Use it as an integration target or as a starting point for your own service.

Expected endpoints

All paths are scoped under /workspaces/{workspace_id}/.

Method Path Purpose
GET /workspaces/{workspace_id}/connections All connections (JSON array).
GET /workspaces/{workspace_id}/dataflows?stage=X&active_only=true Dataflows, optionally filtered.
GET /workspaces/{workspace_id}/schema-hints Schema hints (workspace-level).
GET /workspaces/{workspace_id}/watermarks/{dataflow_id} Current watermark (raw JSON string).
PUT /workspaces/{workspace_id}/watermarks/{dataflow_id} Upsert watermark (JSON body).
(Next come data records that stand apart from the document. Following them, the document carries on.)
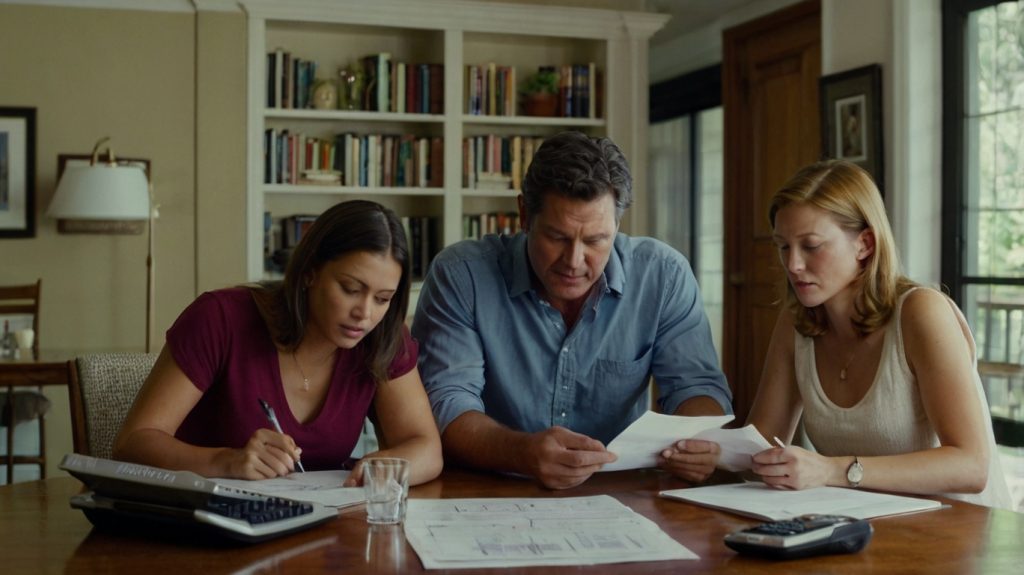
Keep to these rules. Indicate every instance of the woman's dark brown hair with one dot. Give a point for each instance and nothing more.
(350, 226)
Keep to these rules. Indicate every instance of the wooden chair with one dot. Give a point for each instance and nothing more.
(102, 389)
(24, 300)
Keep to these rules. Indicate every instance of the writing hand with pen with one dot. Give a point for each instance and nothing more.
(268, 452)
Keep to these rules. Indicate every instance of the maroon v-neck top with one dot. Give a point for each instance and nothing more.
(223, 346)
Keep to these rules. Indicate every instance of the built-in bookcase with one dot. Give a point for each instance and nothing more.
(455, 34)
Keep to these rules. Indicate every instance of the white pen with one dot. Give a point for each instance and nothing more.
(276, 426)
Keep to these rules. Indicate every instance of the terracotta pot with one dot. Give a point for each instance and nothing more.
(541, 103)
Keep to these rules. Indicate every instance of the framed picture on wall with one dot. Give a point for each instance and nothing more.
(17, 172)
(851, 119)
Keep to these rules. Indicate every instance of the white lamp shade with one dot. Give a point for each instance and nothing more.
(101, 192)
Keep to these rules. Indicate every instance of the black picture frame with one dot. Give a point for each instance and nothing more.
(17, 172)
(851, 119)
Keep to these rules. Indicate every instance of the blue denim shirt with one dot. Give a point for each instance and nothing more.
(489, 344)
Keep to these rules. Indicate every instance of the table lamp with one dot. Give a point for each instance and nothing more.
(107, 196)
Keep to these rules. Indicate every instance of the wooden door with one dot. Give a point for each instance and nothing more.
(770, 96)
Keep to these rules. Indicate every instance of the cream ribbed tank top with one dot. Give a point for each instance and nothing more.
(903, 428)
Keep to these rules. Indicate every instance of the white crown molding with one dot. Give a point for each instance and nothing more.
(217, 5)
(457, 14)
(145, 5)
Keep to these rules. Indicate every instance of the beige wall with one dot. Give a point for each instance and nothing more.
(132, 76)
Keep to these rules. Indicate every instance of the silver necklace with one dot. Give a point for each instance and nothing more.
(305, 381)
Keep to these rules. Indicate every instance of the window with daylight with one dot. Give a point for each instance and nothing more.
(983, 193)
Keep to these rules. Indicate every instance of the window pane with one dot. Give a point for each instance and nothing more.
(995, 58)
(996, 317)
(994, 171)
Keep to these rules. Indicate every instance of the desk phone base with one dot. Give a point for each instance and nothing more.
(132, 496)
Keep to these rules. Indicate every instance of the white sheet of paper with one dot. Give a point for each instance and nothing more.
(519, 532)
(639, 444)
(737, 446)
(318, 487)
(762, 501)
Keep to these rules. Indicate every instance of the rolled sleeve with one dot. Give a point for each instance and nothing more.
(685, 363)
(451, 350)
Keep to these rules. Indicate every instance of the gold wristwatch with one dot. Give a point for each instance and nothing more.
(855, 473)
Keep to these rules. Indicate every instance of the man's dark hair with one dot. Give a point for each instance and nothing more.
(577, 166)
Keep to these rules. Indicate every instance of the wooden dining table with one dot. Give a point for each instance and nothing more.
(41, 533)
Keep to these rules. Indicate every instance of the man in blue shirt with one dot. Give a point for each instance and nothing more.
(536, 349)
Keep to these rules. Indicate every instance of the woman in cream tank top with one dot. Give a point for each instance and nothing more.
(884, 372)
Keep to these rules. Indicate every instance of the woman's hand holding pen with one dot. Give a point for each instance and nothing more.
(794, 468)
(266, 454)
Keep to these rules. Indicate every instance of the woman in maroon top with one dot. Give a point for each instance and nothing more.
(325, 348)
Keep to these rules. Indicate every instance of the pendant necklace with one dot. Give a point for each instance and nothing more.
(842, 372)
(305, 381)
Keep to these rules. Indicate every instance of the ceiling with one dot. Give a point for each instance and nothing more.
(688, 15)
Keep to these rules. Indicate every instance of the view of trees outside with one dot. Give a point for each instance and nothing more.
(994, 211)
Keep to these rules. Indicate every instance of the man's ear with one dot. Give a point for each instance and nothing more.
(866, 239)
(523, 216)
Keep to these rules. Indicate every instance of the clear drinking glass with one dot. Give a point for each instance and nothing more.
(386, 483)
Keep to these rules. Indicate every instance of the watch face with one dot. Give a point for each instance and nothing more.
(855, 473)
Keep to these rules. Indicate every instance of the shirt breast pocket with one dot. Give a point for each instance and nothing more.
(614, 386)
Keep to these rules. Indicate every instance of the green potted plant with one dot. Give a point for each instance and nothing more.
(540, 92)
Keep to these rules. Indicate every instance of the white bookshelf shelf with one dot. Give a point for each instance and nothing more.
(454, 33)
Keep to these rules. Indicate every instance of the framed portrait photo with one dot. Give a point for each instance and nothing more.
(17, 172)
(851, 119)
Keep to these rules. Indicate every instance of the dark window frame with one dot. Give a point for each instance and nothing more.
(688, 95)
(954, 17)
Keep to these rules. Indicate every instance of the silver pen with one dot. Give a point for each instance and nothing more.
(276, 426)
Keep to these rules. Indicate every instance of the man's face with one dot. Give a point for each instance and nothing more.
(568, 244)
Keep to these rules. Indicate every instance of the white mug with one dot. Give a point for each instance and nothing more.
(25, 338)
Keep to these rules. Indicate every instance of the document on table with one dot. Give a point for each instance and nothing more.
(318, 487)
(766, 502)
(640, 443)
(521, 532)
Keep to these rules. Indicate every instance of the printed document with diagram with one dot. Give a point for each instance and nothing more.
(640, 443)
(521, 532)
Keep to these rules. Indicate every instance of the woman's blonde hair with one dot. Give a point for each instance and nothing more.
(847, 192)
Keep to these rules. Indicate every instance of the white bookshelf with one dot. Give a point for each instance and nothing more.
(455, 33)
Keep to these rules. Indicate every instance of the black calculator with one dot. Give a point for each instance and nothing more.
(802, 536)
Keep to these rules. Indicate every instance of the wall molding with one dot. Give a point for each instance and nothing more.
(144, 5)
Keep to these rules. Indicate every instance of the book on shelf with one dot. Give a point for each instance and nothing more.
(293, 227)
(495, 162)
(475, 226)
(423, 233)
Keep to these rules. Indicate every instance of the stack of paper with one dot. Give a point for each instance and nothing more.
(320, 487)
(766, 502)
(640, 443)
(519, 532)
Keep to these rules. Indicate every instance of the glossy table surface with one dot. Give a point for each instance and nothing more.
(40, 533)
Response shapes follow the metadata models defined in datacoolie.core.models — see Reference · Metadata schema.

Loading

from datacoolie.metadata.api_client import APIClient

provider = APIClient(
    base_url="https://metadata.internal/api/v1",
    api_key="your-api-key",
    workspace_id="your-workspace-id",
    enable_cache=True,
    timeout=10.0,
)

Caching

Set enable_cache=True (the default) to avoid re-fetching connections / dataflows on every call. The client invalidates the cache whenever a watermark update succeeds.